- Born: August 6, 1929 Cholon, French Indo-China
- Died: December 11, 2010 (aged 81) Beijing, China
- Education: Peking University
- Occupations: Translator, scholar, professor
- Writing career
- Language: Chinese, Japanese
- Period: 1955–2005
- Genre: Novel
- Notable works: Snow Country Thousand Cranes

= Ye Weiqu =

Ye Weiqu (叶渭渠 (葉渭渠, Yè Wèiqú); 6 August 1929 – 11 December 2010) was a Chinese Vietnamese translator and scholar. Ye was a visiting professor at Waseda University, Gakushuin University and Ritsumeikan University.

He was among the first few in China who translated the works of Yasunari Kawabata's into Chinese language.

==Biography==
Ye was a Chinese Vietnamese born on Cholon, French Indo-China on August 6, 1929, with his ancestral home in Dongguan, Guangdong.

In 1952, Ye went to Beijing from Hong Kong, he graduated from Peking University, majoring in Japanese at the Department of East Language and Literature.
After graduation, he was assigned an editor to the People's Literature Publishing House and Chinese Academy of Social Sciences.

In 1966, the Cultural Revolution was launched by Mao Zedong, Ye and his wife Tang Yuemei's whole collection of books was burned by the Red Guards, the couple were sent to the May Seventh Cadre Schools to work in Henan.

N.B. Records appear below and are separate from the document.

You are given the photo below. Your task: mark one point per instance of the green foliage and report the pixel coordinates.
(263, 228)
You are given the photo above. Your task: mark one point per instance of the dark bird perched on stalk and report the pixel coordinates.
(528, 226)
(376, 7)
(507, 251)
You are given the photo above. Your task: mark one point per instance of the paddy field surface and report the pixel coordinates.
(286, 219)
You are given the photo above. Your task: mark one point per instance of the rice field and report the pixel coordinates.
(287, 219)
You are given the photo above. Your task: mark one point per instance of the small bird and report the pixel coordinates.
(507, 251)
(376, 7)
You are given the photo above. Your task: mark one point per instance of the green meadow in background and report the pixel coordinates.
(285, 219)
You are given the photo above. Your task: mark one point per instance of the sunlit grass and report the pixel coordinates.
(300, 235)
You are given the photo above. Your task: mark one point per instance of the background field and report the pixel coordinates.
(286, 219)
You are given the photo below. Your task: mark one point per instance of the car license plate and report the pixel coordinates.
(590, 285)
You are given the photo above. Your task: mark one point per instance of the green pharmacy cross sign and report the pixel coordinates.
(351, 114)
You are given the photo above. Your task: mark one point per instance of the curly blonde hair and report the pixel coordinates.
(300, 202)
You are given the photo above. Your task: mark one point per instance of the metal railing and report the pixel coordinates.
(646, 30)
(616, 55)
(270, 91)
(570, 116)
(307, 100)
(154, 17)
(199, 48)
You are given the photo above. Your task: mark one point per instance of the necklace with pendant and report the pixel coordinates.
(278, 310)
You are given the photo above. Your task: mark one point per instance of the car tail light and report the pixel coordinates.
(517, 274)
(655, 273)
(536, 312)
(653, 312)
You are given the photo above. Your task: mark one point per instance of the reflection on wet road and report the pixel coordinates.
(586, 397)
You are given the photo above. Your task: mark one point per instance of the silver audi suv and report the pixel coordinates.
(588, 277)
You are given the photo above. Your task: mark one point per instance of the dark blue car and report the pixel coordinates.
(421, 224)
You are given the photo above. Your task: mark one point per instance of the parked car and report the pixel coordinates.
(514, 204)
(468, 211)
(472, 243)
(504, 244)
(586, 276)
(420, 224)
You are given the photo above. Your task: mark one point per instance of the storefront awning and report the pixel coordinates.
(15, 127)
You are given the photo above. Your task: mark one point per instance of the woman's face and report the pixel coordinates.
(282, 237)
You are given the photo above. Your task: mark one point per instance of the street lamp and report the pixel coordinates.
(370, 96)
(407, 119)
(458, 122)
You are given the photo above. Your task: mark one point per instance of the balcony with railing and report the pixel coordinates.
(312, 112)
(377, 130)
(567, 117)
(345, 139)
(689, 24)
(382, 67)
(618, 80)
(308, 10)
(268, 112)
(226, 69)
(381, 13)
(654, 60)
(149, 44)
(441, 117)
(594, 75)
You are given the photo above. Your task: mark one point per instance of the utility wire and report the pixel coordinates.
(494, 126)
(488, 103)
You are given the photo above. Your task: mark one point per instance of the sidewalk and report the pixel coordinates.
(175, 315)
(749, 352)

In 1976, Hua Guofeng and Ye Jianying toppled the Gang of Four, the couple were rehabilitated by Deng Xiaoping, at the same time, they started to study Japanese literature.

Ye died of heart disease at Chuiyangliu Hospital, in Beijing, on December 11, 2010.

==Works==
- The History of Japanese Culture (日本文化史)
- The History of Japanese Literature (日本文学史)
- (日本文学思潮史)
- Mono no aware and Tacit consciousness: Japanese Aesthetical Sense (物哀与幽玄——日本人的美意识)
- The Biography of Kawabata Yasunari (冷艳文士——川端康成传)
- The Biography of Jun'ichirō Tanizaki (谷崎润一郎传)
- Kanikosen (Takiji Kobayashi) (蟹工船)
- Snow Country (Yasunari Kawabata) (雪国)
- Thousand Cranes (Yasunari Kawabata) (千羽鹤)
- The Dancing Girl of Izu (Yasunari Kawabata) (伊豆的舞女)

==Awards==
- Chinese Translation Association – Competent Translator (2004)

==Personal life==
In 1956, Ye married his middle school sweetheart Tang Yuemei, also a translator, in Beijing.